Quel visage pour l'agriculture de demain ?

Trois questions à Hervé Gaymard

Quel visage pour l'agriculture de demain ?
 Hervé Gaymard
Ancien ministre de l'Agriculture

En France, le secteur agricole est en pleine mutation. Pendant que les exploitations diminuent en nombre mais augmentent en taille, et se tournent vers les productions végétales, la démographie du secteur affiche un vieillissement prononcé. L’impératif de transition écologique laisse présager d’une accélération et d’une multiplication de ces transformations dans les années à venir.

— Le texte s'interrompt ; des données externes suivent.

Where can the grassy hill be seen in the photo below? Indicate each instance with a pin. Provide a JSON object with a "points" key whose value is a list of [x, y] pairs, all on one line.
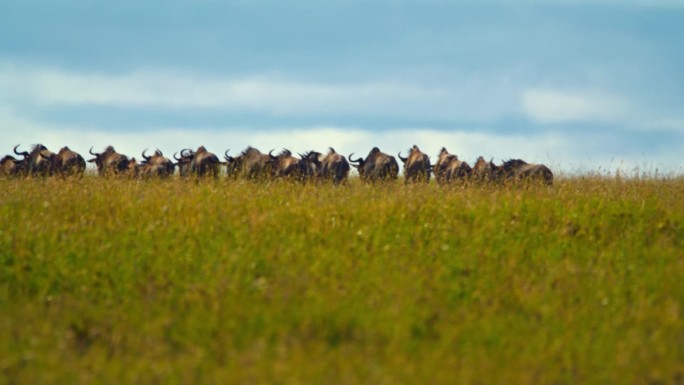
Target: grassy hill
{"points": [[124, 281]]}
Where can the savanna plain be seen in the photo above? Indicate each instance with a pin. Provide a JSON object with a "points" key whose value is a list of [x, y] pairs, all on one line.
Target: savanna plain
{"points": [[122, 281]]}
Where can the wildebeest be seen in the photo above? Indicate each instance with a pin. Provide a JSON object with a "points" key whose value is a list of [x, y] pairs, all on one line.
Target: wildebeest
{"points": [[449, 168], [416, 166], [484, 171], [68, 163], [334, 167], [39, 162], [286, 166], [110, 162], [199, 163], [251, 164], [183, 162], [156, 165], [519, 170], [376, 166], [10, 166]]}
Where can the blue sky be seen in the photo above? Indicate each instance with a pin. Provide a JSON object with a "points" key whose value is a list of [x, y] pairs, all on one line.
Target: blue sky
{"points": [[579, 85]]}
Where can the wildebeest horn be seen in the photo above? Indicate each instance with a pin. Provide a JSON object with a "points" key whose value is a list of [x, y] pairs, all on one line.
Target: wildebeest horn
{"points": [[354, 161], [24, 153]]}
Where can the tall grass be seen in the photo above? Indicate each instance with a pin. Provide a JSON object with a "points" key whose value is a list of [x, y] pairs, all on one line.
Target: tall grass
{"points": [[232, 282]]}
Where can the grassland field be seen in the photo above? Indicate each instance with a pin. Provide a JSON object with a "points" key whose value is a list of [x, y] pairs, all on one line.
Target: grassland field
{"points": [[177, 282]]}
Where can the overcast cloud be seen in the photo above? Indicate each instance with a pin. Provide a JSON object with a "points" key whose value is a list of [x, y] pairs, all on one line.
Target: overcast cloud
{"points": [[580, 85]]}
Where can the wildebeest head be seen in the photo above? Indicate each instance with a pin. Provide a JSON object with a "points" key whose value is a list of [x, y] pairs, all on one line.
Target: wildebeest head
{"points": [[110, 162], [449, 168], [376, 166], [183, 163], [39, 162], [484, 171], [251, 164], [519, 170], [156, 165], [334, 167], [284, 165], [416, 165], [68, 162], [10, 166], [311, 164], [204, 163]]}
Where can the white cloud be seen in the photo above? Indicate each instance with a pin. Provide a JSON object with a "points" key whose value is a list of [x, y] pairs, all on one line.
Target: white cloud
{"points": [[554, 106], [268, 94]]}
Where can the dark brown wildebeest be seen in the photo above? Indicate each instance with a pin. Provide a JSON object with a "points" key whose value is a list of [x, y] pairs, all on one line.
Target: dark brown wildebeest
{"points": [[518, 170], [200, 163], [183, 162], [334, 167], [110, 162], [286, 166], [377, 166], [39, 162], [311, 161], [484, 171], [156, 165], [417, 166], [68, 163], [10, 166], [250, 164], [449, 168]]}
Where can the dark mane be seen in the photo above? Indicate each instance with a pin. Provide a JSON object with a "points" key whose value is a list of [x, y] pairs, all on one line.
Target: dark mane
{"points": [[248, 150], [513, 163]]}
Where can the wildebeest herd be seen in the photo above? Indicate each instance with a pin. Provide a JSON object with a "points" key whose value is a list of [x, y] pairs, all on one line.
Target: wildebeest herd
{"points": [[253, 164]]}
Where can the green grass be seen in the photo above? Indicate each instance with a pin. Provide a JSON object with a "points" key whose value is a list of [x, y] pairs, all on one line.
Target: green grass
{"points": [[233, 282]]}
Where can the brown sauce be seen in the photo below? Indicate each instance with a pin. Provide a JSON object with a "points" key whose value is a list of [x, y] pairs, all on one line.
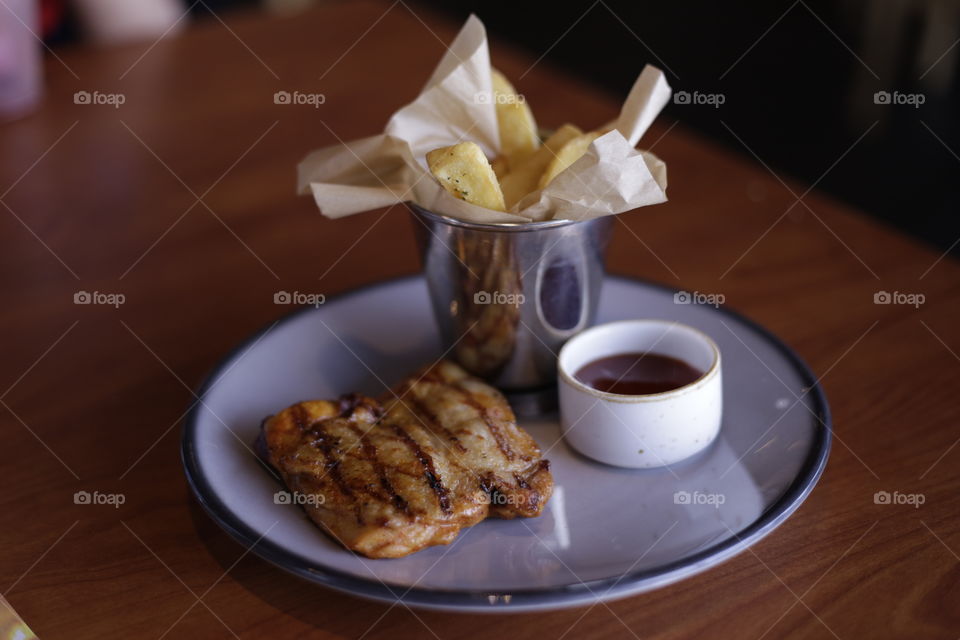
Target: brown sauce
{"points": [[637, 374]]}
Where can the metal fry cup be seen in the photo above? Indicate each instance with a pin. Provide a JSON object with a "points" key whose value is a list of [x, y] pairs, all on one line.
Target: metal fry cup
{"points": [[507, 296]]}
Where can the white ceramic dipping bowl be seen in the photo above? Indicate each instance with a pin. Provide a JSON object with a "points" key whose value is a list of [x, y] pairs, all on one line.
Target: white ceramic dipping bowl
{"points": [[641, 431]]}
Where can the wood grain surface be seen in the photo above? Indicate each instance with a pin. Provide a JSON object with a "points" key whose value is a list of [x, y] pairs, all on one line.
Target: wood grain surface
{"points": [[182, 199]]}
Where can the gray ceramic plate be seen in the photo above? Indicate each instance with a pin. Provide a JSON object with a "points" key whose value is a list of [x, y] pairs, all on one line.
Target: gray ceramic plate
{"points": [[606, 532]]}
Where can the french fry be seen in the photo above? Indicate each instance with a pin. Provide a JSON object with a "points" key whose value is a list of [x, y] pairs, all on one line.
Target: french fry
{"points": [[518, 129], [464, 171], [523, 178], [500, 166], [567, 155]]}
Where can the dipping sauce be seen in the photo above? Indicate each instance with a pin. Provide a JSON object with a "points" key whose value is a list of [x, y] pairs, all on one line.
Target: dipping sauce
{"points": [[632, 374]]}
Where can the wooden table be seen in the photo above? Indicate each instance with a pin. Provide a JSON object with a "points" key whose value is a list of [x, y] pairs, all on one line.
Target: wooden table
{"points": [[182, 199]]}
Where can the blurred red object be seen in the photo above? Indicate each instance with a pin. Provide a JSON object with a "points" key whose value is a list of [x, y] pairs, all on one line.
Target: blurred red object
{"points": [[52, 14]]}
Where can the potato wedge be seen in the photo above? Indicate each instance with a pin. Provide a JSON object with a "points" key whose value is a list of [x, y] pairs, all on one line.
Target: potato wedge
{"points": [[464, 171], [500, 166], [518, 129], [567, 155], [524, 177]]}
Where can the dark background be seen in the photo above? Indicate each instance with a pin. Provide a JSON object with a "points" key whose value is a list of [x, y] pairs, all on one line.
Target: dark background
{"points": [[798, 79], [795, 92]]}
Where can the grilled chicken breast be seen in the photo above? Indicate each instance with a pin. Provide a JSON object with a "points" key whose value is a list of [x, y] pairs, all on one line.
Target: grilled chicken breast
{"points": [[387, 477]]}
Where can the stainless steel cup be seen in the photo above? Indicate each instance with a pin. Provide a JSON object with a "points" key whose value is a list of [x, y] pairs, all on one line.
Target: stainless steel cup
{"points": [[507, 296]]}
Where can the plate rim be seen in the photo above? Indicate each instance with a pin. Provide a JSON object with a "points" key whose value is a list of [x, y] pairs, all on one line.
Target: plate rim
{"points": [[531, 599]]}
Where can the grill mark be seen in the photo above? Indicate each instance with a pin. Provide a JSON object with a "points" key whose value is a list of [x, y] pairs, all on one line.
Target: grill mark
{"points": [[370, 455], [492, 426], [429, 471], [322, 442], [422, 410]]}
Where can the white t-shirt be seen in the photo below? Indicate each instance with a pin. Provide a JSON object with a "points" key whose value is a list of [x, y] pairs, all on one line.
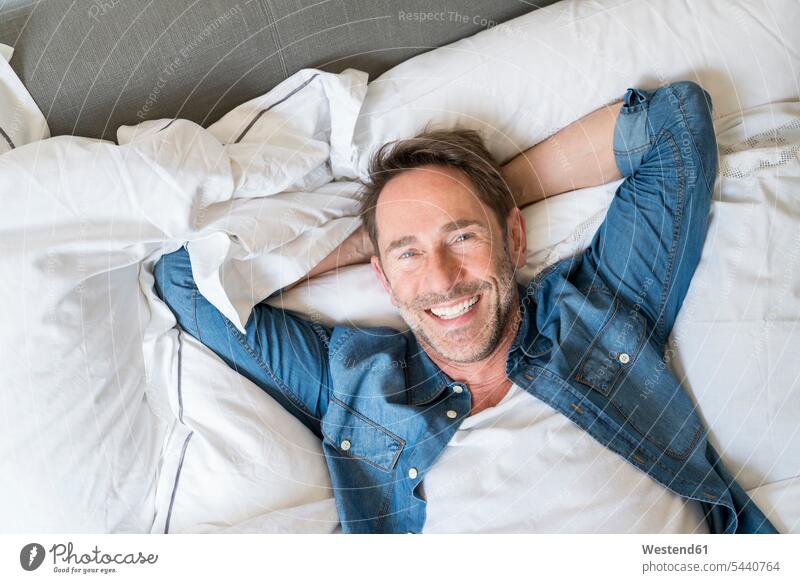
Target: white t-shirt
{"points": [[522, 466]]}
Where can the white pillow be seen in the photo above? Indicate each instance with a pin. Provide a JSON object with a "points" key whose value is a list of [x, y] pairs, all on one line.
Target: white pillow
{"points": [[236, 457], [520, 81]]}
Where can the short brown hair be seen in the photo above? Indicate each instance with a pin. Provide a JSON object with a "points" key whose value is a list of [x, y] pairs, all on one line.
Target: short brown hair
{"points": [[461, 149]]}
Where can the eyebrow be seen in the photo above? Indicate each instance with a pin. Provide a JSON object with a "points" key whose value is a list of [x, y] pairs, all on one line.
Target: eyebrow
{"points": [[446, 228]]}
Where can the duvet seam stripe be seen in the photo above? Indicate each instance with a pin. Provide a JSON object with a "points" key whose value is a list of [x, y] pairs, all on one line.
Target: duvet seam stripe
{"points": [[177, 480], [266, 109], [7, 138]]}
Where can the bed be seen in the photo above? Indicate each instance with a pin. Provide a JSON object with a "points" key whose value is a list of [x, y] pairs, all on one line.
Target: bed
{"points": [[243, 129]]}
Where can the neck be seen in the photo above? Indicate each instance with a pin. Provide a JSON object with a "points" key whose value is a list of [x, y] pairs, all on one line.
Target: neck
{"points": [[485, 378]]}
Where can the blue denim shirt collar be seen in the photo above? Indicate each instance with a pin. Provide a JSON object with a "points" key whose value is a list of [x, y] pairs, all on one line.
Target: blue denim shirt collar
{"points": [[425, 379]]}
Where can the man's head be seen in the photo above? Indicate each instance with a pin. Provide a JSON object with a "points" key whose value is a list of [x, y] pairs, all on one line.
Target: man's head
{"points": [[447, 238]]}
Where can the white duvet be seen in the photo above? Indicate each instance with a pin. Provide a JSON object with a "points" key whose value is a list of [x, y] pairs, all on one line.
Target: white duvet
{"points": [[112, 420]]}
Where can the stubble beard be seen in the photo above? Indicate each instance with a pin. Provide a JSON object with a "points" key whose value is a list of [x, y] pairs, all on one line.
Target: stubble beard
{"points": [[498, 319]]}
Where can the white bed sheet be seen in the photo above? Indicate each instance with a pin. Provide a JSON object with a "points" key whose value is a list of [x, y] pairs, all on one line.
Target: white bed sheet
{"points": [[93, 436]]}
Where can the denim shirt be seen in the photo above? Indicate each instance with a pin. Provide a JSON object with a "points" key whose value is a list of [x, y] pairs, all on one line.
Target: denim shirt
{"points": [[592, 344]]}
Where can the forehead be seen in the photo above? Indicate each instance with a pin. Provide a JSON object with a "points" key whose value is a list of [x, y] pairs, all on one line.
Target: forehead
{"points": [[425, 198]]}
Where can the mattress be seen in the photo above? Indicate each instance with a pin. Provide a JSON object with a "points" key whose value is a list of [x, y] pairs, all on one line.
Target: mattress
{"points": [[116, 421]]}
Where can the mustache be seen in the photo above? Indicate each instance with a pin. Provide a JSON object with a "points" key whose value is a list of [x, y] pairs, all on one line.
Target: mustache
{"points": [[425, 301]]}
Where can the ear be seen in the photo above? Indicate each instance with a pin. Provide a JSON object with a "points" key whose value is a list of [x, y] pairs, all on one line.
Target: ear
{"points": [[376, 267], [517, 238]]}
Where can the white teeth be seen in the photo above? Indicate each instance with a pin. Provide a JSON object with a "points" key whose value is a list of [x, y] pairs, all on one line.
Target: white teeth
{"points": [[454, 311]]}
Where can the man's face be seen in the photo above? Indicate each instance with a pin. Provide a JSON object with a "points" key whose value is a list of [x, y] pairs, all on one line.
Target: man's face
{"points": [[445, 261]]}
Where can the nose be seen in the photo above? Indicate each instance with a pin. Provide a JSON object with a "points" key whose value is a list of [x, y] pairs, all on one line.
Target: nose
{"points": [[443, 272]]}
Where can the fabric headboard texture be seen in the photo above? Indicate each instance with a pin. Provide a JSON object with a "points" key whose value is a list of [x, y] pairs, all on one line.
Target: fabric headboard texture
{"points": [[93, 65]]}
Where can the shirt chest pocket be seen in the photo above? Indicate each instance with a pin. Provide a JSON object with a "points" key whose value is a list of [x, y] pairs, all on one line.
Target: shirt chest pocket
{"points": [[355, 436], [620, 365], [613, 350]]}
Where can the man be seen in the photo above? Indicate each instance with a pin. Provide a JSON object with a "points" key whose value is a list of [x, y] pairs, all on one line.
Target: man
{"points": [[508, 408]]}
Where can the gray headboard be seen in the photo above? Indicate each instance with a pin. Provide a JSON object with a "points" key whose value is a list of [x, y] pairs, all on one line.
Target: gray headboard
{"points": [[93, 65]]}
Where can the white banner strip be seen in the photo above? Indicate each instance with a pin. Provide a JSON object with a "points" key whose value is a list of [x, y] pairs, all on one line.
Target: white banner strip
{"points": [[389, 558]]}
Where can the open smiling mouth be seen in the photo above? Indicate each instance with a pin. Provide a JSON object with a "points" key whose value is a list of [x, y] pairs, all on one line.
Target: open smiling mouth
{"points": [[455, 311]]}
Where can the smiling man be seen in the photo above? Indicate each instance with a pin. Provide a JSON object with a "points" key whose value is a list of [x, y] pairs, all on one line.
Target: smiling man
{"points": [[508, 408]]}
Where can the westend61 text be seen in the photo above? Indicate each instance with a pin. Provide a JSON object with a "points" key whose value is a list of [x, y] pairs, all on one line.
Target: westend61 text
{"points": [[675, 550]]}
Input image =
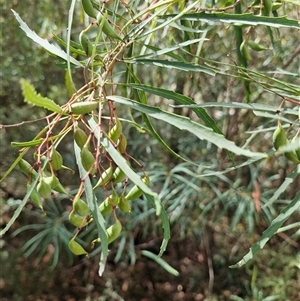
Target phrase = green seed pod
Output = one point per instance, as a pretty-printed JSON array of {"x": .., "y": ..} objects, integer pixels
[
  {"x": 80, "y": 108},
  {"x": 122, "y": 144},
  {"x": 118, "y": 175},
  {"x": 36, "y": 198},
  {"x": 86, "y": 44},
  {"x": 105, "y": 177},
  {"x": 88, "y": 8},
  {"x": 116, "y": 131},
  {"x": 292, "y": 156},
  {"x": 276, "y": 6},
  {"x": 244, "y": 51},
  {"x": 268, "y": 6},
  {"x": 81, "y": 207},
  {"x": 87, "y": 160},
  {"x": 44, "y": 189},
  {"x": 107, "y": 205},
  {"x": 80, "y": 136},
  {"x": 135, "y": 192},
  {"x": 123, "y": 204},
  {"x": 56, "y": 159},
  {"x": 52, "y": 181},
  {"x": 297, "y": 151},
  {"x": 76, "y": 248},
  {"x": 112, "y": 233},
  {"x": 107, "y": 28},
  {"x": 279, "y": 137},
  {"x": 77, "y": 220},
  {"x": 47, "y": 166},
  {"x": 59, "y": 188},
  {"x": 26, "y": 168},
  {"x": 255, "y": 46}
]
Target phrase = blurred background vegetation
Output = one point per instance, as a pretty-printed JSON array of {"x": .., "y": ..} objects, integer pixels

Comment envisager la Ferme France du futur ? Hervé Gaymard, ancien ministre de l’Agriculture et président du rapport En campagne pour l’agriculture de demain, nous offre sa grille de lecture.

Depuis plusieurs mois, le monde se trouve confronté à une hausse spectaculaire des prix des denrées alimentaires. En termes réels, les prix constatés sont aussi historiques, puisqu’ils dépassent aujourd’hui les pics connus en 2008 et 2011, époque à laquelle la crise alimentaire avait été facteur de troubles sociaux et politiques, notamment à l’occasion du "printemps arabe". Comment expliquer cette flambée des prix ?

L’indice FAO des prix agricoles tangente même le niveau historique de 1973 quand les États-Unis avaient décidé d’un embargo sur le soja ! La grande différence avec la précédente crise de 2008-2009 est que, pour l’instant, cette inflation ne concerne pas le riz qui nourrit une grande partie du monde, mais seulement les céréales à paille, les oléagineux, les produits laitiers. Les causes sont comme toujours multiples. Les manifestations du changement climatique, qui ont résulté en de mauvaises récoltes dans les grands pays agro-exportateurs de céréales et de protéagineux (Russie, Brésil, États-Unis, Canada). L’accroissement du prix de l’énergie. La perturbation de certains circuits logistiques due à la crise de la Covid-19. Côté demande, la Chine fait face à de gros besoins pour reconstituer son cheptel porcin.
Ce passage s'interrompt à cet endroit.